Final project due
Monday, May 8 at noon

Interpreter Project
Part 6: Meta-Circularity


Wrapping up Part 5

Be sure that the code you have written so far can pass the tests provided for you in the i-tests file from Part 5. You should add your own tests cases to make sure that your interpreter is working properly.

If you are still working on Part 5, please let me know if you need help.

As in previous steps, use update37 to download Part 6, and use the accompanying merge program to merge to your code from Part 5 with new code provided in Part 6. Note that there aren't any tests provided in Part 6, you should write your own.


Introduction

This is the final section of the interpreter. You will begin (and possibly complete) the process of making your interpreter meta-circular.

There will also be Extension 3, which you can implement for extra credit; however, you will need to have completed Extension 1 completed in order to complete Extension 3.

Be sure to read the final section which describes the files you should turn in when you have completed all sections of the project.

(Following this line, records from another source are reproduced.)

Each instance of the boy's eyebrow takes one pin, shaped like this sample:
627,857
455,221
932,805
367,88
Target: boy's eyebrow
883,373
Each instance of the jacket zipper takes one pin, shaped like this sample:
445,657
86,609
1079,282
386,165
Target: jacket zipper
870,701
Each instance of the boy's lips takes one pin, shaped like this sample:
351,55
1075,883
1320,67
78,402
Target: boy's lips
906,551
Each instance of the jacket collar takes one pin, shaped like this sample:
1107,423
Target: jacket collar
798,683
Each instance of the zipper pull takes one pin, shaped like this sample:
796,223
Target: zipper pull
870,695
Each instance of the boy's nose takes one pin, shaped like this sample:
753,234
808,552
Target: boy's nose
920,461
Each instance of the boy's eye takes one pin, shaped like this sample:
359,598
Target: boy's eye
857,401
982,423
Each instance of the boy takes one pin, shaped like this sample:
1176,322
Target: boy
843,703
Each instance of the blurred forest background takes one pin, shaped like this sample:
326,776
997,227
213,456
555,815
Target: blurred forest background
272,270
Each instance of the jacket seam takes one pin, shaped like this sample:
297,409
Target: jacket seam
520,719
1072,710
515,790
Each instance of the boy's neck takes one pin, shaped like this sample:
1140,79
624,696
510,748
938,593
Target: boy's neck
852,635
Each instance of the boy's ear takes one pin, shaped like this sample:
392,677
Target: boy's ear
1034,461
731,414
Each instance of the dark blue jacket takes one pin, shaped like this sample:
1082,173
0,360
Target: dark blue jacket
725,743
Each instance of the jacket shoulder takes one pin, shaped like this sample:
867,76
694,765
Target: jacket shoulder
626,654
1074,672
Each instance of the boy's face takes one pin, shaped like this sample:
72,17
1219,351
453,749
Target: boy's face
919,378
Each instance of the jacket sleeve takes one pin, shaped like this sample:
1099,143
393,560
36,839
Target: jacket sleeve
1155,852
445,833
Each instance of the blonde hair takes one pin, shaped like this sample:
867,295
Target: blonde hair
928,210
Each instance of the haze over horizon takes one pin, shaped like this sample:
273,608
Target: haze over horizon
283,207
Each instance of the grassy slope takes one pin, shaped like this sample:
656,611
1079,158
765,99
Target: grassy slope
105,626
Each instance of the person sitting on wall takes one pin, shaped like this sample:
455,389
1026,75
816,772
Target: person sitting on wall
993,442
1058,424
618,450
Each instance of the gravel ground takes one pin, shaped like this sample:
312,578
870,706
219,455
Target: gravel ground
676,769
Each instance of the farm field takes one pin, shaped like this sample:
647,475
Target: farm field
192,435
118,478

Meta-circularity (Required portions)

Your interpreter is sophisticated enough to be able to execute Scheme programs of substantial complexity. Aside from a few examples (most notably, the stream examples), your interpreter can evaluate all the code you have written in this course so far. In fact, with just a few more modifications, it's possible to run the interpreter itself in the interpreter. Interpreters that can do this are called "meta-circular" interpreters. Of course, the resulting "meta-interpreter" can do the same thing, yielding a "meta-meta interpreter", which of course can do the same thing, yielding...

Adding all the necessary primitives

The first step to take in order to make your interpreter become meta-circular is to ensure that every primitive and special form that you have used in writing this project has been implemented in your interpreter. Below is a list of the most common primitives and special forms you may have used (excluding map and apply). However, depending on your particular implementation, you may have used others which you must also implement.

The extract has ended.